Mutuality as Miscellaneous: Feminist Theology-Library Science Crossover!

Since it's finally summer, and coursework for the year is over, I'm getting to some "fun" reading... which turns out to still be related to my Organization of Information and Resources class (so much so that I think it should have been required reading).

The book is called Everything is Miscellaneous by David Weinberger, and I'm only halfway through, but I highly recommend it--and not just to librarian-types. It's definitely everyone-accessible.

But the interesting thing is not the book itself.

What's interesting is that I'm reading it through the context of feminism and all the feminist theology I've been reading lately (including Rachel Held Evans's "Week of Mutuality" #mutuality2012).

Weinberger explains that there are three types of order:
  1. The order of physical things themselves--where things go, like books on shelves.
  2. The order of information about the things of the first order--a directory of where things go, like a catalog.
  3. The order of digital "things" which take up no space--the removal of the first and second orders' limitations
Weinberger talks about how, historically, people have been bound to ideas of "natural order" or "heavenly order" that, when analyzed critically, turn out to still be established rather arbitrarily. For example, planets are real things that exist in nature, but to classify an entity as a planet, it has to meet certain criteria, and this criteria is just a definition established by astronomers, and the astronomers don't even agree on the definition. Further, some think that the whole concept of a class of "planets" is totally cultural to begin with, and doesn't even translate globally. Weinberger says that "Maintaining a category of planets says less about the nature of our universe than about our need to imagine walking on speres other than our own blue one" (39).

He goes on to show how Aristotelian categorization has prevailed as the organizational structure of choice for millennia, with its hierarchical trees and nesting of smaller categories into larger.

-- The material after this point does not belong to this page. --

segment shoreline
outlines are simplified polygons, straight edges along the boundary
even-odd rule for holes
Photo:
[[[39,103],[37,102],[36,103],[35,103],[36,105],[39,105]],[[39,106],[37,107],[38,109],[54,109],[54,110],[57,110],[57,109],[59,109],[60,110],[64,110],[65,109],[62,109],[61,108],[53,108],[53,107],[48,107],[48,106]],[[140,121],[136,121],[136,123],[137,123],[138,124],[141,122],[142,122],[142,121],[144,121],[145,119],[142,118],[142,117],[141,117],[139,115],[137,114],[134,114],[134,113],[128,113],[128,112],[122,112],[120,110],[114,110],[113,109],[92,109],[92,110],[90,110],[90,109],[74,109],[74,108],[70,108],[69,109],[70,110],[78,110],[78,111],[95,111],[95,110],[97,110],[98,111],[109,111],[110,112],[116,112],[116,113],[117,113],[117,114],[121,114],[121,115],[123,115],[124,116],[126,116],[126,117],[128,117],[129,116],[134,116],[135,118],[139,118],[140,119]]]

Truly, the Aristotelian system is useful in many ways (if only because its engrained in our collective psyche). But with the rise of the digital age and postmodernity, its cracks are beginning to leak.

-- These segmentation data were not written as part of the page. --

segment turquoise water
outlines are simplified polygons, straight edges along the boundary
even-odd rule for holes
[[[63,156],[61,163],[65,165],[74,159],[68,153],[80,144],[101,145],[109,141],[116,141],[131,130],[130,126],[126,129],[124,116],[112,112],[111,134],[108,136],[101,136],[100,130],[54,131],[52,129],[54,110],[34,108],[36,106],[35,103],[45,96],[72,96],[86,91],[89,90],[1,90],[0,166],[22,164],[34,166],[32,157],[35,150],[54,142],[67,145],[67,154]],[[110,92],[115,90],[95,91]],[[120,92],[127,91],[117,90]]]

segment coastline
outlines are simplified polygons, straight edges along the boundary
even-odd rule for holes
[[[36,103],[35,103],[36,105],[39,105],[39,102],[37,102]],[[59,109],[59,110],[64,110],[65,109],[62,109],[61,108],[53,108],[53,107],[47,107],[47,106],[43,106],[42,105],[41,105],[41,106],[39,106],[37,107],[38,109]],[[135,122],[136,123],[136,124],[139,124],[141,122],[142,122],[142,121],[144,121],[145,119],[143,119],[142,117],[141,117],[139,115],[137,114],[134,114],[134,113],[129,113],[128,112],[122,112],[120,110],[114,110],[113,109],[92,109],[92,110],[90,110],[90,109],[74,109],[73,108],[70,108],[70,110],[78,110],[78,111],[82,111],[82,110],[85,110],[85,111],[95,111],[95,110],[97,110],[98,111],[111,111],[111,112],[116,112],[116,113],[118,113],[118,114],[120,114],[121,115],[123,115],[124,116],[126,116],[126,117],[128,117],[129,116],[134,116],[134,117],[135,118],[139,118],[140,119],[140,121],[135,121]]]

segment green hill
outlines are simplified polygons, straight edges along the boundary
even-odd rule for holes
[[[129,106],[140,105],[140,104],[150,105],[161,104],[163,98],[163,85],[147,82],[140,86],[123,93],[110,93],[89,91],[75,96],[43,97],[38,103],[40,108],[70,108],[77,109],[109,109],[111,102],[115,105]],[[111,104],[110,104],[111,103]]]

I see that this is also true in the patriarchal hierarchy of the church.

Weinberger says that "Classification is a power struggle--it is political--because the first two orders of order require that there be a winner. The third order takes the territory subjugated by classification and liberates it. Instead of forcing it into categories, it tags it" (91-92).

I refuse to believe that this is not as relevant to me as a woman in the church as it is to me as a librarian in a digital context.

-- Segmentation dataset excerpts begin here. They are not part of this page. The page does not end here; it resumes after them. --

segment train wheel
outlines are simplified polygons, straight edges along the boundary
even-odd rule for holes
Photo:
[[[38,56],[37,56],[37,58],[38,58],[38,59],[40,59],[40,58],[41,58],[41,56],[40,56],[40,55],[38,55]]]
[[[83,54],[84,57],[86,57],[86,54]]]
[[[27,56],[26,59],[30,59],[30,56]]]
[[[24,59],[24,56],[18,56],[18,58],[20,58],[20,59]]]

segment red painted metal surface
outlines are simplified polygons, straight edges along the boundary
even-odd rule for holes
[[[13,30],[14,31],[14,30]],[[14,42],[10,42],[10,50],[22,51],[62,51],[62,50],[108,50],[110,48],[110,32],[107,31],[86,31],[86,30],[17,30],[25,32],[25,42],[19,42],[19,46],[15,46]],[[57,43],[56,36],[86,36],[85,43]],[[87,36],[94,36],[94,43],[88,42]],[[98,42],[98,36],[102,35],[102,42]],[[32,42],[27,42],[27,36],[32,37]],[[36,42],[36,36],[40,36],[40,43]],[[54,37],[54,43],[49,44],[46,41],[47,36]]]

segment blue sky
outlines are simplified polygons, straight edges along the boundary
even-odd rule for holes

There no longer has to be a winner. Men and women (and everyone in between) can live and serve and minister as miscellaneous persons, "tagging" themselves as they are called and doing what they are meant to do.

The first two orders are no longer sufficient for organizing information or society. We are in a new time--historically and in light of the incarnation and resurrection--and we should be liberated by the ability to be miscellaneous, be what we are, without trying to force our new wine into old wineskins. This new wine will burst the old wineskins. Let's allow it to spill out.